Un pirometrista jubilado encargado del control del horno de Aceros de Llodio padece desde hace más de un año un mesotelioma asociado a su exposición al amianto. Junto con la familia de otro trabajador ya fallecido, está librando una batalla judicial para que se reconozca su enfermedad profesional, como también lo hacen las mujeres que lavaban los buzos de trabajadores de la CAF e inhalaron el maldito mineral, y tantas otras víctimas. Dado su periodo de latencia, el tiempo que media entre la exposición y su correspondiente y probable efecto tumoral, esta epidemia vive ahora su pico de incidencia.
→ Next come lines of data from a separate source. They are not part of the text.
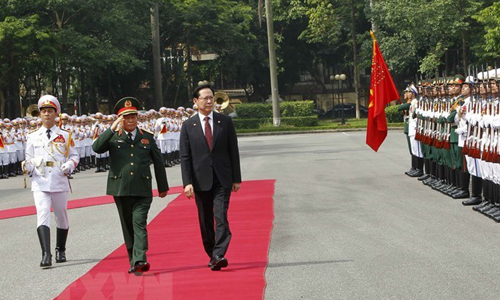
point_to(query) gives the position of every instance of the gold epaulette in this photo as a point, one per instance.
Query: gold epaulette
(150, 132)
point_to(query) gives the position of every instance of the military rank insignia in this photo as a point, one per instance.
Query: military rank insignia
(59, 139)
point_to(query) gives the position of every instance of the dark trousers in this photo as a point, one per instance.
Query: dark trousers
(133, 213)
(213, 205)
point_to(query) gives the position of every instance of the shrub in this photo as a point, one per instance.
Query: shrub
(296, 108)
(265, 110)
(292, 121)
(254, 110)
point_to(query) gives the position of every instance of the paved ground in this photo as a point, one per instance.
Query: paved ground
(348, 225)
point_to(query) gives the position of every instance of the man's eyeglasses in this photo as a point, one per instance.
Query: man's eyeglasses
(206, 98)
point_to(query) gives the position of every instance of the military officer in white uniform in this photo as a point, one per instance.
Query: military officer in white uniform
(50, 158)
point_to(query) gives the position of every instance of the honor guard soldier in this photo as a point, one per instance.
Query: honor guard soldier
(4, 154)
(97, 130)
(131, 152)
(50, 157)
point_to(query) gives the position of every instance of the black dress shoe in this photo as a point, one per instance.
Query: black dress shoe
(473, 201)
(60, 256)
(46, 260)
(211, 263)
(218, 263)
(140, 267)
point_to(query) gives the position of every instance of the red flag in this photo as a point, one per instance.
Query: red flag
(382, 91)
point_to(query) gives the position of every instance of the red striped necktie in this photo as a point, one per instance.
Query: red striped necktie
(208, 132)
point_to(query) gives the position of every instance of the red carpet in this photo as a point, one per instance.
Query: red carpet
(178, 262)
(31, 210)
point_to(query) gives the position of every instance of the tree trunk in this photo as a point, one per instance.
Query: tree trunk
(355, 59)
(464, 50)
(2, 104)
(155, 31)
(188, 71)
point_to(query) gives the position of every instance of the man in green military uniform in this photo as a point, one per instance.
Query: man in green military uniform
(131, 152)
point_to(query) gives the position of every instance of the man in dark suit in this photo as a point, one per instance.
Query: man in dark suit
(210, 165)
(131, 151)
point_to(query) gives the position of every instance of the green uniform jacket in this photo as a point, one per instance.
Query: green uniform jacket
(129, 173)
(405, 107)
(453, 134)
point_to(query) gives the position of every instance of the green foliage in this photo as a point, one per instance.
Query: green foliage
(490, 17)
(254, 110)
(393, 115)
(306, 121)
(287, 109)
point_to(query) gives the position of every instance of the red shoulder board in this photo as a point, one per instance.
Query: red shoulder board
(59, 139)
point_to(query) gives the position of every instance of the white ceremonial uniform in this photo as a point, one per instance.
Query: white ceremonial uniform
(48, 160)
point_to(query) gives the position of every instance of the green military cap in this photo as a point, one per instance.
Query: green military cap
(459, 79)
(127, 106)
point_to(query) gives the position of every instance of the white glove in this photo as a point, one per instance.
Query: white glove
(68, 167)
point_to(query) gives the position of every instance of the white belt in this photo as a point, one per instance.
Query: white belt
(52, 164)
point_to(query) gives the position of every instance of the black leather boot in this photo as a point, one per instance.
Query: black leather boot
(2, 173)
(12, 172)
(463, 180)
(44, 237)
(18, 168)
(413, 169)
(169, 160)
(62, 236)
(476, 198)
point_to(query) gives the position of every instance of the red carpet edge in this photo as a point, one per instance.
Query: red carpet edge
(179, 264)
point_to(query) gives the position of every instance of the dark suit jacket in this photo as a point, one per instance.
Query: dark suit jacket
(129, 173)
(199, 163)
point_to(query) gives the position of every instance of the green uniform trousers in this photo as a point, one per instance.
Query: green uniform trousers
(133, 213)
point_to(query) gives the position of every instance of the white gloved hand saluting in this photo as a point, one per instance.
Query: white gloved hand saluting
(68, 167)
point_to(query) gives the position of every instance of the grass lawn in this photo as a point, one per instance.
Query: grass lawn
(323, 124)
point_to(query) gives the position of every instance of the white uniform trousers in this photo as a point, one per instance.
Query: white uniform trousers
(416, 147)
(474, 166)
(58, 201)
(4, 158)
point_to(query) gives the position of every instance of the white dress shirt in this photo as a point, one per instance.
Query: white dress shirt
(211, 121)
No debe olvidarse a los miles de víctimas de uno de los escándalos más grandes y mortales de nuestra época. Luchan por la verdad y la justicia y deben ser reconocidas y reparadas ya, porque el tiempo no está del lado de quienes sufren sus consecuencias.
Se estima que entre un 20% y un 40% de hombres adultos del mundo industrializado, y muchas mujeres que compartieron sus vidas, ha tenido una relación con ese mineral que se consideró «mágico» por su bajo costo y altas prestaciones de durabilidad y resistencia al calor. En el cénit de su utilización en la década de los 70, más de 3.000 productos tenían amianto, aunque desde los años 20 se conocían las consecuencias de su polvo letal y carcinógeno. Científicos, especialistas del pulmón y médicos del trabajo ya alertaban de la tragedia. A pesar de ello, las compañías del amianto los siguieron exponiendo.
Las aseguradoras dijeron que sus obligaciones solo podían extenderse a las víctimas cuyas enfermedades se manifestaron mientras trabajaban, nunca si habían sido negligentemente expuestas. Engañaron sobre los estudios forenses y evitaron pagar compensaciones para no crear precedentes. Ni siquiera se disculparon. Los políticos que faltaron a su responsabilidad ya no están en sus puestos, los aseguradores que contrataron obligaciones están jubilados. Nadie puede pedirles ahora explicaciones. Pero muchos trabajadores viven, y morirán, con las consecuencias.